A Guide To Enjoying The Carson Palmer Renaissance
Carson Palmer has endured a pair of wrecked knees, a disastrous stint in Oakland, and all manner of bad luck. At 36, he's playing better than he ever has.
Photo by Mark J. Rebilas-USA TODAY Sports
The Green Bay Packers came after Carson Palmer hard on the first play from scrimmage in last Sunday's NFC's Divisional Round game. If momentum exists in NFL games, the Packers must have thought they had it—Aaron Rodgers had just thrown a shocking hail-mary touchdown to set up overtime, which is the sort of play that the more mystically inclined NFL fans see as a heartbreaker.
On that first play of overtime, Carson Palmer evaded the Green Bay blitz long enough to complete a 75-yard catch-and-run to Larry Fitzgerald, which set up a game-winning touchdown two plays later. The key to the play was a nifty spin move from the 36-year-old quarterback to elude linebacker Mike Neal. When Palmer was asked about it, for the team website's weekly "Film Room" breakdown, his explanation was honest, if not particularly substantive.
"I don't know where that came from," he said. "But I'm glad it happened."
The same phrase could very easily be applied to Carson Palmer's 2015 season. A quarterback is not supposed to do the best work of his career in his 12th season. He is not expected to lead the league in DVOA, and by a wide margin, after returning from a torn ACL in his mid-thirties. He is not counted upon to make the leap to bonafide MVP candidate, at a time when many of his peers are struggling just to stay on the field. It's a season that may earn Palmer the Comeback Player of the Year award, and a story that anyone can savor, even if it's not so easily understood.
Which isn't to say that people aren't trying to understand it. Bleacher Report's ace tape-watcher Cian Fahey diagramed Palmer's uncanny ability to recognize pressure, move just well enough to find small pockets in the defense, and deliver the ball in perfect harmony with his receiver's routes back in November. Though Palmer will probably never dazzle with his downfield running ability, he is just athletic and sturdy enough to evade punishment and allow his receivers time to go to work, even with that rebuilt knee.
Of course, having the right receivers helps. According to figures at NFLSavant.com, passes to Larry Fitzgerald, who enjoyed a renaissance season after moving into the slot, have been completed 71.43% of the time, the highest percentage for any wideout in the league who's been targeted 100 times or more. (He was targeted 154 times this season, good for 10th among all wideouts.) Fitzgerald, who coincidentally entered the league the same year as Palmer, may not have the same explosiveness he once possessed—working out of the slot, Fitzgerald had a career low of 11.1 yards per reception this year—but his legendary hands have never betrayed him, and Palmer relied on him; Fitzgerald had a career high 109 catches this season.
And while Fitzgerald has remade himself into an ace slot receiver, Michael Floyd and John Brown were consistent downfield options; both ranked in the top-20 in the league in yards per reception. Rookie burner J.J. Nelson, who did not have enough targets to qualify for the leaderboard, averaged 27.2 yards per catch. This collection of weapons enabled Palmer to complete 64.6 percent of his passes on 3rd-and-long and to lead the league with 8.51 yards per passing attempt. No quarterback does anything on his own.
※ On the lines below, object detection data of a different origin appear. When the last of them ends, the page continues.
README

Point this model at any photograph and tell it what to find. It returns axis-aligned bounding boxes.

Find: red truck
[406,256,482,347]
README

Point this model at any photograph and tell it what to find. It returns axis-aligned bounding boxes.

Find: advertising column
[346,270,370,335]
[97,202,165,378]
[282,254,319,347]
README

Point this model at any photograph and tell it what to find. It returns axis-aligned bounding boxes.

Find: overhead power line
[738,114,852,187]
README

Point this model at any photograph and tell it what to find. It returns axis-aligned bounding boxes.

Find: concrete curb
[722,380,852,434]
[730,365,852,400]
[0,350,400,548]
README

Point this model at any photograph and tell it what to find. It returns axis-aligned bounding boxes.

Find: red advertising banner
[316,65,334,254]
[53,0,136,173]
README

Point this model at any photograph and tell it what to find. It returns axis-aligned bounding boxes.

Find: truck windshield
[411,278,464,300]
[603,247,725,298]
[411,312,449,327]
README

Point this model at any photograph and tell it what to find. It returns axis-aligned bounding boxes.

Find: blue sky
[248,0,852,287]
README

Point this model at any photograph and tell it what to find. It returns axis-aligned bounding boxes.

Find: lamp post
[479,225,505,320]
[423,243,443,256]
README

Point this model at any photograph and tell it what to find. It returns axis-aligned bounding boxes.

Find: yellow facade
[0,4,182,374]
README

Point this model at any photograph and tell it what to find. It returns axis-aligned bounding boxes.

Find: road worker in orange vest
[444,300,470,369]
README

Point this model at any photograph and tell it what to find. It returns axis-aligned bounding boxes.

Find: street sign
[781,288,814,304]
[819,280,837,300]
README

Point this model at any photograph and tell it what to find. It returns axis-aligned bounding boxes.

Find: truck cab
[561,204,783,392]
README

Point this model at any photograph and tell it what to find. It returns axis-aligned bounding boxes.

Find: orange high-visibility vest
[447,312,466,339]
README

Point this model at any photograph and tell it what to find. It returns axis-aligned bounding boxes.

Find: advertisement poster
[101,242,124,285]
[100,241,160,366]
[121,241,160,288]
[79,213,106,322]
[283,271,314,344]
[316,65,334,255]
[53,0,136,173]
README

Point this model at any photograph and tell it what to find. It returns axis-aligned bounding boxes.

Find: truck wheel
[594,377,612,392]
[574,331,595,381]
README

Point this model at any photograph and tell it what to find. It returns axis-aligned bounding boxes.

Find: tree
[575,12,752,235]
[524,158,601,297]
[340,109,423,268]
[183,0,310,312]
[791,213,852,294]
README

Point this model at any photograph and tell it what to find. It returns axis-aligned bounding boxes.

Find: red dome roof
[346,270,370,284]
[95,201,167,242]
Which is not the story that's going to be told about Palmer's season, because that's not how the NFL discourse works. The story, which is not an unfair or incorrect one, is instead about just how hard Palmer worked to recover from the second ACL tear of his career. He told CBS' Pete Prisco just how rabidly he attacked his rehab process, beginning just days after surgery. He spoke to NFL Network's Andrea Kramer about IVs, vitamin packs, and "flushing the bad blood" out of his system. And he explained to Sports Illustrated's Austin Murphy how he used the injury as an opportunity to rebuild his throwing mechanics and immerse himself in Bruce Arians' playbook.
It's not a new thing for athletes to speak of returning better than ever from a serious injury. But Palmer's hours in the gym and all that grueling, repetitive, monotonous work, would likely not be much talked about had the Cardinals regressed this season. The story is better when he's winning, and the story being told on Palmer's behalf is a good one—that his love for and dedication to the game carried him through, and that hard work finally unlocked the full pro potential of the man who won the Heisman trophy more than a decade ago. It's just only as true, or as compelling, as Palmer's play can make it.
The NFL's very essence is order, and structure, and routine; what can be quantified is quantified, and what can't be is understood according to a narrow script. With Palmer's late-career breakout, though, half the fun of it is not having an explanation. Two years ago Palmer was discarded and dismissed; when he was dealt to the Cardinals for a sixth round pick after a miserable season in Oakland, it seemed like a familiar career endgame was in progress.
It wasn't, of course. While we have the film and the numbers to explain his comeback, there's something to be said for letting Palmer tell the story of how, at long last, he reached the pinnacle. With a season like this one, he's earned that much. We don't need to know where it came from. We can just watch.